• Notice: Please see part 1 for an introduction to this project, or if you’d like to see how I created the dataset used here. In this part, I’ll set up the ‘‘parameter space transects’’ experiment, go over the VAE architecture I used, and show my results.
  • Repository for this project: Github
  • Jupyter notebook used: Train_VAE_sampleweights_constant_variance.ipynb

In Brief: In the context of deep generative modeling, zero-shot learning can be thought of as a model’s ability to synthesize images that it received no training data on. I generated a synthetic image dataset by drawing from a known latent space. I removed a region of points from this dataset and trained a VAE on the remaining images. I then asked the VAE to sample images along a line extending across the removed region. Result: The model reconstructs images from the removed region fairly well in only a few cases. This highlights the difficulty of interpolating to new regions of the latent space.

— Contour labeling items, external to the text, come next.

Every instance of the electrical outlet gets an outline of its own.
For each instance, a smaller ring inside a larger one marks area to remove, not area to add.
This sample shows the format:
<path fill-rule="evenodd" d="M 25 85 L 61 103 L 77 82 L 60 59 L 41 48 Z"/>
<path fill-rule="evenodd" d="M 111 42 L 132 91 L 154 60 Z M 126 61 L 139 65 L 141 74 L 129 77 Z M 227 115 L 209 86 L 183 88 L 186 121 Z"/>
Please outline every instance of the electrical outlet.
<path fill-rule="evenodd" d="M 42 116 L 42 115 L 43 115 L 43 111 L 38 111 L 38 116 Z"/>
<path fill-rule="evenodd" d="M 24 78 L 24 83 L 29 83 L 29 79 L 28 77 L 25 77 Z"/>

Research goal | Parameter space transects

Given the ability of VAEs to interpolate between images, in this experiment I asked whether a VAE is capable of true zero-shot learning, in the sense of generating an image from a part of the latent space it has never been trained on. To make an analogy using the idea of attribute vectors, one could ask if it’s possible to generate an image of a dog wearing sunglasses, if the model saw many images of humans in sunglasses and dogs without sunglasses during training? I.e. Perhaps you could 1. find an attribute vector which is able to add sunglasses to faces, 2. add it to the latent vector corresponding to a dog photo, and 3. use the decoder network to map this dog+sunglasses latent vector back into image space.

In order to test this idea in a concrete and interpretable way, it helps to have a dataset drawn from a known, low-dimensional latent space, so that we can control exactly which parts of the space we train the VAE on. Then, we can ask the VAE to sample images directly from a part of the space it has never seen. Finally we can compare its predictions to known ground truth images from that region.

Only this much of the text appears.